Mittwoch, 4. Juni 2008

Alexandra Kollontai



"Die Frauen und ihr Schicksal beschäftigten mich ein Leben lang, und ihr Los war es auch, das mich zum Sozialismus führte", schrieb Alexandra Kollontai 1926 in ihrer "Autobiographie einer sexuell emanzipierten Kommunistin", mit der sie auf ihre Zeit als revolutionäre Parteiarbeiterin in Russland zurückblickte.

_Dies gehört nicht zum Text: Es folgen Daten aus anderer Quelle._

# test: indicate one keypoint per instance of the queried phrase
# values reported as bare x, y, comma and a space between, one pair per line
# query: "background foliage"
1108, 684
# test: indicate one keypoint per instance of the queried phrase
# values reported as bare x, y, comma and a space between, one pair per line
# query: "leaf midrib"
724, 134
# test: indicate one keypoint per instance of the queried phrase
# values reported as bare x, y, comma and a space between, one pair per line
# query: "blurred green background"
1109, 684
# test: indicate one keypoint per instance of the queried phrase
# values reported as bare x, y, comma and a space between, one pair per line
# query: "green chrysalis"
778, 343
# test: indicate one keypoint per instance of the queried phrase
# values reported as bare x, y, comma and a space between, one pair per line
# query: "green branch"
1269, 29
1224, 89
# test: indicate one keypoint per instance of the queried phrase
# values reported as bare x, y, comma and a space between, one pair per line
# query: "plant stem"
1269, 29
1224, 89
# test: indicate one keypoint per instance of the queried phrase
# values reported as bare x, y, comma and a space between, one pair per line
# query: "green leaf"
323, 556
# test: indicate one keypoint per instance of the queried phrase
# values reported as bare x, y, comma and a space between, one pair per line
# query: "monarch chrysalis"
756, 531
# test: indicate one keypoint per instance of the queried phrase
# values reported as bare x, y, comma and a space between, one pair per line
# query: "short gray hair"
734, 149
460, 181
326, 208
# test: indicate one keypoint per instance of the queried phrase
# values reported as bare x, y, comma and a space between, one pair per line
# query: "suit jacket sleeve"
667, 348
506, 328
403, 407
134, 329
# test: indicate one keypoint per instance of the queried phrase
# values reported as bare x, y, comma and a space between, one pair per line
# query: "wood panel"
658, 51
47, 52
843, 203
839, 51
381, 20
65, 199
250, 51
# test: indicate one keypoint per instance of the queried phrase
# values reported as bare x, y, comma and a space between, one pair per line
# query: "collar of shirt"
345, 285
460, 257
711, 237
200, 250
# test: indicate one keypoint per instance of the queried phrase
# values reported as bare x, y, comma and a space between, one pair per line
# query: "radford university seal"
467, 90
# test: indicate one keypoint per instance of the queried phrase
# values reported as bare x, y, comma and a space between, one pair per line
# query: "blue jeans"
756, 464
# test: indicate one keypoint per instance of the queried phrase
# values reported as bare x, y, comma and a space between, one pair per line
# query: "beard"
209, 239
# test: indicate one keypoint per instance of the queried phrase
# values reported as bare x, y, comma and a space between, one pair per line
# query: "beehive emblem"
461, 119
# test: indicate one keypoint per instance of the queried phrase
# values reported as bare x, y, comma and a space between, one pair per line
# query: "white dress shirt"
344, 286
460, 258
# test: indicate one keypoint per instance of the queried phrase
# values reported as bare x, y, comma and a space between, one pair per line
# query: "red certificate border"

Kollontai war in der Geschichte der russischen Revolution eine außerordentlich schillernde und auch widersprüchliche Person. Sie entstammte einer alten Adelsfamilie und war eine außerordentlich renitente und rebellische Tochter. Sie ertrotzte gegen den Willen ihrer Eltern eine Ehe "unter Stand" mit einem mittellosen Ingenieur, den sie nach fünf Jahren aber wieder verließ.
Sie schloß sich als Alleinerziehende der russischen Sozialdemokratie an, wurde eine engagierte marxistische Autorin und war nach der Oktoberrevolution als Volkskomissarin für soziale Fürsorge die erste Ministerin der Welt.
Sie setzte in der jungen Sowjetunion durch, dass das Eherecht gelockert und der Mutterschutz verbessert wurde. Sie erkämpfte das Recht auf Schwangerschaftsabbruch, schlug Volksküchen und kollektive Kindererziehung vor, propagierte sogenannte Kommunehäuser, freie Liebe und freie Sexualität.
Als eine Führerin der "Arbeiteropposition" geriet sie 1921 u.a. auch in Disput mit Lenin und ging dann in den diplomatischen Dienst.
In ihren späten Jahren wurde sie Stalins treue Parteigängerin (meist als Diplomatin im Ausland) und sie entging als einzige Überlebende der bolschewistischen Führungspersonen von 1917 (außer Stalin selbst) den entsetzlichen Säuberungen der 30er Jahre, die das revolutionäre Erbe in der Partei auslöschten.
Sie starb vereinsamt und als ein Schatten ihres früheren Selbst selbst 1952.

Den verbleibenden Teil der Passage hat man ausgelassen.